Personal News. October 2017
When I was about 12 years old I eventually called 999 from a nearby phone box regarding aggressive behaviour by my dad, which had been escalating to the point where he had punched me in the face. When the police arrived, I was told off, returned home, sent to my room and medicated for the rest of my teens. I was never questioned, no statement or discernible action was ever taken by the police, apart from involving the NHS. Unfortunately I never got the opportunity to tell the police about a couple of school friends who were being abused either.
In my darkest moments since then, I have consoled myself with the thought that somebody, somewhere out there would now know what was happening to me, that they would be doing whatever it is that these people are supposed to do, and that in some dusty pre-digital file, there would be a record which would eventually vindicate my story.
It has taken until now, on receipt of a direct request by me, for the local authorities to finally admit what had become obvious to me, that they either never made, got rid of or lost any record of my call, which is presumably why I endured further assaults and continued to be pathologized throughout my adult life.
Although I really have fought not to let my father’s aggression or my subsequent pathologization determine the rest of my life, the truth is that it really has. Since returning back to Newcastle, those old fears began to affect many aspects of my life again.
One of the more enlightened decisions made during my twenties was to refer me to a cognitive therapist. Since then I have successfully used techniques from a type of cognitive therapy to help me to overcome my fears, restore my self confidence and remain positive – all the while imagining that piece of paper in that dusty file.
Unfortunately I don’t think this technique was ever meant for some of the enormous issues I have had to deal with over time, such as decision making while my mother was terminally ill and long term gaslighting by my father and my brother. I often wonder what my cognitive therapist would advise.
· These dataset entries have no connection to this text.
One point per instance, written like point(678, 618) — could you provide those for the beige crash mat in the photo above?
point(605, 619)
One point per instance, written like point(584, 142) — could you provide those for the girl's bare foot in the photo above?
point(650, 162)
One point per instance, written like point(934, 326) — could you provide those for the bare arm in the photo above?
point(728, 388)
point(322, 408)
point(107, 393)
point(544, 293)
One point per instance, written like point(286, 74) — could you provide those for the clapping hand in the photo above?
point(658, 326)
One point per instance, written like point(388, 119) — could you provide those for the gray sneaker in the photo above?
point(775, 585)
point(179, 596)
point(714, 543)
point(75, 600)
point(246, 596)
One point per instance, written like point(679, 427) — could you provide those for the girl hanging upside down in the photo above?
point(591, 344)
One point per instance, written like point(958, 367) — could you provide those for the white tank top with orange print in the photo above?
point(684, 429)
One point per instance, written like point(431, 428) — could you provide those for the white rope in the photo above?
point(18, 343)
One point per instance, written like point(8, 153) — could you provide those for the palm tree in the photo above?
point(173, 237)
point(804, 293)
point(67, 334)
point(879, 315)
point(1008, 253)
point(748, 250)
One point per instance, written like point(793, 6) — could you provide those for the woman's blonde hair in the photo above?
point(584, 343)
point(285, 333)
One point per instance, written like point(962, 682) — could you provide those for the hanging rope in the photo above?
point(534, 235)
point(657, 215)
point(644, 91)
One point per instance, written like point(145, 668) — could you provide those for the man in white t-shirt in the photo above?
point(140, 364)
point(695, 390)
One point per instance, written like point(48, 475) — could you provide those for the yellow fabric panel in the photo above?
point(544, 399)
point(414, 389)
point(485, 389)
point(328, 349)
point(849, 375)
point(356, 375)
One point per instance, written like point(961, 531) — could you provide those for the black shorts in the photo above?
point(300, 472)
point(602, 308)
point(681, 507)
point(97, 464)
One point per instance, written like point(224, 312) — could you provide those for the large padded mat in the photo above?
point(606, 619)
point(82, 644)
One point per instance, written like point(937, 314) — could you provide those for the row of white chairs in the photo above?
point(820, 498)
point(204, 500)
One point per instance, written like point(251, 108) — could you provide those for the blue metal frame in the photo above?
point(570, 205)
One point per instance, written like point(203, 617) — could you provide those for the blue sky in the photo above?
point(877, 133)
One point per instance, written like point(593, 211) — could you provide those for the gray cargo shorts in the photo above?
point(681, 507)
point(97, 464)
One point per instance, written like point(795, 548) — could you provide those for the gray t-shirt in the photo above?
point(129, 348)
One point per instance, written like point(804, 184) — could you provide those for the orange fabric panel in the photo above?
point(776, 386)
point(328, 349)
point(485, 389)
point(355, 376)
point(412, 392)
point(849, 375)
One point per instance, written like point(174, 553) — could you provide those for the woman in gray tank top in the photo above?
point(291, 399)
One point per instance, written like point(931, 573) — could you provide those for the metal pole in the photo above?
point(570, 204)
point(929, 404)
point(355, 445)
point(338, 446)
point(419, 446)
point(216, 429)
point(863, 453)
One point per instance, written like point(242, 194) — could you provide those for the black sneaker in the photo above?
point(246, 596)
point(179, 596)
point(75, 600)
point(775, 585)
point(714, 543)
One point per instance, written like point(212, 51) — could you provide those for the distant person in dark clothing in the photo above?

I saw this Sanctuary knocker on a school trip to Durham Cathedral when I was about 14, trapped at home, on medication, understanding nothing. Although it was apparently intended to offer sanctuary to criminals, I remember wishing that I could find some kind of sanctuary from things at home. This idea imprinted itself on my consciousness and I still find it a powerful symbol.
I hope this post may be helpful to other people who have had similar experiences.